The Greek crisis is accelerating all the time. Last week, Greek bonds plunged as the markets took a look at government plans to cut a budget deficit running at 12.7 per cent of gross domestic product. Traders decided the numbers didn't add up. There was speculation that a bailout was being organised by the European central bank (ECB), or the EU.

Greece's troubles seeped into the currency markets, dragging down the euro.

The markets are demanding answers, and in the next few weeks they may get them.

Money-making chances

Until the crisis is resolved, though, there will be plenty of opportunities to make money. Here are five places to start:

One, buy every Greek bond you can. Greek 10-year bonds yield 6.6 per cent, compared with 3.2 per cent for German debt. So long as default is avoided, and Greece stays in the euro area, your Greek bonds will soar in price.

Two: Sell Hungarian and Polish Government bonds. Both aim to join the euro area at some point in the coming decade, at which point interest rates would fall in line with the ECB benchmark, and bond prices would soar.

Three: Sell the euro. Every day, EU and ECB officials line up to declare that the Greeks won't get any help. Officially, that might be true. There are plenty of ways to help out on the sly. Greece could be allowed to issue bonds jointly with other countries; or the EU could find a way of increasing "structural" subsidies for the Greek Government. The markets will smell a bailout, however, even if it comes packaged in some fancy label. Investors will ditch the currency, and switch back to the dollar and the yen.

Four: Sell Portuguese and Spanish bonds. Let's suppose the worst happens: Greece defaults on its debts. Not only will Greek bonds collapse in price, so will the debts of other vulnerable euro-area countries. The markets will pick them off one by one, with Portugal and Spain next in line, and Ireland close behind.

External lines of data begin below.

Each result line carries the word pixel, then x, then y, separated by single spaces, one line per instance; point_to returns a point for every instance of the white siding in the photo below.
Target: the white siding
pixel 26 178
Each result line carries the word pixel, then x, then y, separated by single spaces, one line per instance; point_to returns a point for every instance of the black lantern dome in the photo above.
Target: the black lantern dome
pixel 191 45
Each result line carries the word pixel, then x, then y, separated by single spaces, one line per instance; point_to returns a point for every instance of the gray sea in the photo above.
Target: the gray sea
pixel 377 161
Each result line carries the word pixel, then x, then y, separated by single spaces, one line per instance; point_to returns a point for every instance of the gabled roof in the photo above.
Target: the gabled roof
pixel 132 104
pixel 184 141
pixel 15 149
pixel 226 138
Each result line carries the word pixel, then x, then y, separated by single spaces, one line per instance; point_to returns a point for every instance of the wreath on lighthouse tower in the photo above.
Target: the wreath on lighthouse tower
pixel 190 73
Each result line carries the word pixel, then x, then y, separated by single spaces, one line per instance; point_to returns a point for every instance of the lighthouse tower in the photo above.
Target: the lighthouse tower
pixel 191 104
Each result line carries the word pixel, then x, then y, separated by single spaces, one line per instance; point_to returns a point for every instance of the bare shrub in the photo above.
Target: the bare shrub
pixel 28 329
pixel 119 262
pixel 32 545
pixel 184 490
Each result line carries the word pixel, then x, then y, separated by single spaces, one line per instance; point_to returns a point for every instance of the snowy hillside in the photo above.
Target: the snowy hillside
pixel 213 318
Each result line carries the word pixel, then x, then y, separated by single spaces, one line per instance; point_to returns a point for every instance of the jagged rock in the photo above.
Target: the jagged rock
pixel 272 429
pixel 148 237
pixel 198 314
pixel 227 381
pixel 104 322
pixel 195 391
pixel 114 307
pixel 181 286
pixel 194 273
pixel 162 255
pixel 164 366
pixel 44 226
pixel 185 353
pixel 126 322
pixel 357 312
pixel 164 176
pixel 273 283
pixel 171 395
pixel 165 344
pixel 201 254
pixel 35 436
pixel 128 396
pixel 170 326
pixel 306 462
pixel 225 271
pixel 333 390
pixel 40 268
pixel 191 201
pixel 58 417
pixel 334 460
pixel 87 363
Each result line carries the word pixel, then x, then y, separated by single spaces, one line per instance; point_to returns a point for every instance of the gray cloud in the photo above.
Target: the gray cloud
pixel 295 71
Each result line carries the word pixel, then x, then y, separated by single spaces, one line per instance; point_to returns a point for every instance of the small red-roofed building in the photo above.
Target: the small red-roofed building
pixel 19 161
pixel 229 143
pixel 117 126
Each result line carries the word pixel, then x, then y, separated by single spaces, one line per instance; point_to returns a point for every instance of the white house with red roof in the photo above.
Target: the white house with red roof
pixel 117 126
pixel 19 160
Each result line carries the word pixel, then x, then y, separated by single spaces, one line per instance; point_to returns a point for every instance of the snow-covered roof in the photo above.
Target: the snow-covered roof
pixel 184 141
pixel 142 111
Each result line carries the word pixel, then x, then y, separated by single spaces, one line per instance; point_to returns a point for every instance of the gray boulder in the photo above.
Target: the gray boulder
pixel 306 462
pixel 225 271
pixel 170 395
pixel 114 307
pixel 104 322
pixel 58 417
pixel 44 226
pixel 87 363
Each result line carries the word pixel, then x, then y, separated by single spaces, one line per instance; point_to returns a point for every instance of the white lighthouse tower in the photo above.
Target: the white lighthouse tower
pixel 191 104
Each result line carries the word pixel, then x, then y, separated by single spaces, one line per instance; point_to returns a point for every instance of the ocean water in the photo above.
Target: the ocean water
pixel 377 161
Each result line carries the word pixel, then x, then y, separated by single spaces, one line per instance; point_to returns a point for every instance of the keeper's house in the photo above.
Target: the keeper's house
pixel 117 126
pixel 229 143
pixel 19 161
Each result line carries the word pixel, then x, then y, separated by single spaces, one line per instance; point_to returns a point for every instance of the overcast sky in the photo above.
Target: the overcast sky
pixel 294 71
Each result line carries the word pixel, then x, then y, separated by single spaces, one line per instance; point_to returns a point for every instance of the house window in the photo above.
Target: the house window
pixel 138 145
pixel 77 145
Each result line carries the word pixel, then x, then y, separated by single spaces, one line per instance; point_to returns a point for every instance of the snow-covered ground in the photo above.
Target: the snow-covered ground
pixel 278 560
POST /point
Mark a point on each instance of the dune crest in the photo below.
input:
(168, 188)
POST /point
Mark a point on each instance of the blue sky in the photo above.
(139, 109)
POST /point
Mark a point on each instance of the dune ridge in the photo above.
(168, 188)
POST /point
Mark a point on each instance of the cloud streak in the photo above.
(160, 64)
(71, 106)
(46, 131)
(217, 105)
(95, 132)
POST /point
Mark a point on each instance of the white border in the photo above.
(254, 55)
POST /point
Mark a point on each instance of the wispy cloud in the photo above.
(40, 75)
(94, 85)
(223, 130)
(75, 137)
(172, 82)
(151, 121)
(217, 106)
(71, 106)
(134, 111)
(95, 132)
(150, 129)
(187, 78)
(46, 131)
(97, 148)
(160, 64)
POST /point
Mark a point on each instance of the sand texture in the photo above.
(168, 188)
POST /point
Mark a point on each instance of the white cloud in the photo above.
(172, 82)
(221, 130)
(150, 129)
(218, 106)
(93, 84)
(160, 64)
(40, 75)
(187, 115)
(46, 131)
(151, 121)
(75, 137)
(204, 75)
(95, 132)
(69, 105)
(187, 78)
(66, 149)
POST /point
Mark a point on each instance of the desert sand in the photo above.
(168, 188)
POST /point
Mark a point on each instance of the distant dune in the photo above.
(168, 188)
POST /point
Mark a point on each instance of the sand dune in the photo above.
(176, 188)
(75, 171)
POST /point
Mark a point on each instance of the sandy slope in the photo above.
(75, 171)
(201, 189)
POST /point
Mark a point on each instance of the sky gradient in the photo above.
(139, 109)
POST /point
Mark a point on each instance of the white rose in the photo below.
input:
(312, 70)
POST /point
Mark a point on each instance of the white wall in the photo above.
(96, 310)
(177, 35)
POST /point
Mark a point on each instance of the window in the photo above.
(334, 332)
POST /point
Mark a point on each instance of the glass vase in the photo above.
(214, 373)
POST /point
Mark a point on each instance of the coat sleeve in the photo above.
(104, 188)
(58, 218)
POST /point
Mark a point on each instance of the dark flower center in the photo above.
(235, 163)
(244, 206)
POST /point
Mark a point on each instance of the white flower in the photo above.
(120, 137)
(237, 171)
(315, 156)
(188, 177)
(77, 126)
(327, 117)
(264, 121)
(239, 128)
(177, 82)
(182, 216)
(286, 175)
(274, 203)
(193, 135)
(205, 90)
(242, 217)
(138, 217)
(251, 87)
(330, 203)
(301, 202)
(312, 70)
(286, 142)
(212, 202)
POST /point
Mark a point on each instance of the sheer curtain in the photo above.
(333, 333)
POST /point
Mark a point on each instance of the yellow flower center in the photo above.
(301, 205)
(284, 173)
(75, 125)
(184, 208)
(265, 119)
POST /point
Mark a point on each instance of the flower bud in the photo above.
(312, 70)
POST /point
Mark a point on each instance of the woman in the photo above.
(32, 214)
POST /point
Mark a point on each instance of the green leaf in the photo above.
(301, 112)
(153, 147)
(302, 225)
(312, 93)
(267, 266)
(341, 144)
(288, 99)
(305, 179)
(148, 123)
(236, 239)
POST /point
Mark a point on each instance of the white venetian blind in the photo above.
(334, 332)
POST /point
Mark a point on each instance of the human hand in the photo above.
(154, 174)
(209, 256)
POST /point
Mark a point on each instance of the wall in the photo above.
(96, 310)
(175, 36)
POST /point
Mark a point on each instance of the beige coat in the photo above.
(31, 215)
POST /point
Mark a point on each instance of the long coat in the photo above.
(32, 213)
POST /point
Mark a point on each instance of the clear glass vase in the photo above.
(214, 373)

Five: Sell Greek stocks. The Athens stock exchange's benchmark, the ASE Composite Index, has fallen 15 per cent in the past six months. Inside the euro area, Greece faces years of recession or slow growth as public spending is slashed to curb the budget deficit.

This isn't a cynical exercise. Thinking about how to profit from a catastrophe is a good way of considering the different plausible outcomes, and what likelihood to ascribe each one.